Graph analysis of Stack Overflow tags with Oracle PGX

This is the second part of our three-part blog post series (see the first part here), which deals with incremental data updates. In our scenario we assume that we acquire small batches of data updates using some kind of web scraping mechanism. We will not deal with the details of that mechanism, as it is beyond the scope of this post. These batches will be used to either create new vertices or update already existing ones, thus ending up with new or updated graph edges too. Just make sure to have Java 8 installed, as we will use Java streams in order to initially count the occurrence of each tag in our data and then the pairs of tags we will create.

The data will be stored in a text file, with each line containing the tags that are present in a Stack Overflow question separated by space (recall that each Stack Overflow question contains one to five tags). An example of the data is shown below:

c# winforms forms type-conversion opacity
html css css3 internet-explorer
c# code-generation j# visualj# winforms
c# .net datetime winforms
datediff winforms
html browser timezone timezoneoffset
.net visual-studio math msdn
big-data hdfs
java hadoop nosql
pgx apache-zepellin
cli terminal
oracle-linux
etl map-reduce java hdfs
nosql property-graph
oracle-linux xquery
...

The starting point of our process is the above data stored in an HDFS file named newTags.txt. In the general case, there will be tags that already exist in our graph, as well as new ones which will have to be created. As we have already mentioned in the first part of our blog series, all the work is done on our Big Data Lite Virtual Machine, version 4.8.

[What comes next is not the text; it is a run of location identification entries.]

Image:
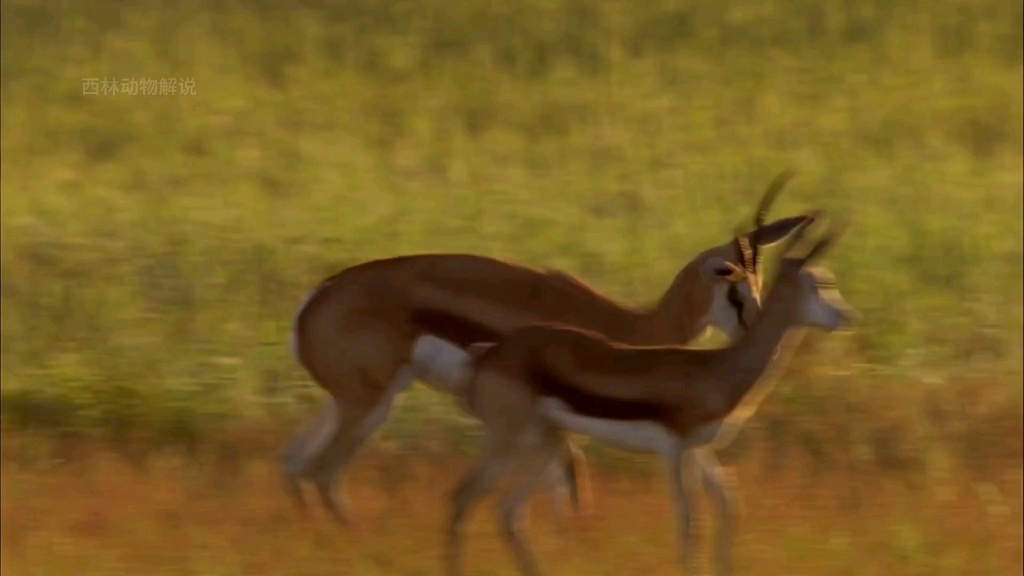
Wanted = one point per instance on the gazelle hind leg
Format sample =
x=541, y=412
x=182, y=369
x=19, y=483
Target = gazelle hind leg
x=349, y=441
x=720, y=488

After retrieving the newTags.txt file stored in HDFS, we first update the vertex data residing in our Oracle Database and Oracle NoSQL (property graph format). The process is quite simple:

Connect to the respective database
Iterate over the tags present in our file
If a tag exists, update its count
If a tag doesn’t exist, add it and set its count accordingly

After updating the vertices, the next task is to update the edge data of our property graph. Here the procedure is similar to the vertex update above, with one additional step – creation of tag pairs:

Connect to Oracle NoSQL
Create tag pairs from the file
Iterate over the tag pairs (potential edges)
If the corresponding edge exists, update its weight
If the corresponding edge doesn’t exist, create it and set its weight accordingly

The Java code can be found in the Update.java file in my Github repo.

To run the Update class the following two lines of code must be added to the main method (CreateGraph.java) of our program:

Update update = new Update();
update.updateOracleNoSQLGraph("/user/oracle/pgx/newTags.txt");

If you have chosen to store the newTags.txt file in some other directory, change the path provided to the updateOracleNoSQLGraph method accordingly.

In conclusion, the kind of data on which we are working are never stationary. They are always updated and enriched and that raises the need of keeping track of the newly added information.With the above procedure that takes care of these updates, our use case scenario is now complete – we are always working with the most recent data and our property graph is always up to date.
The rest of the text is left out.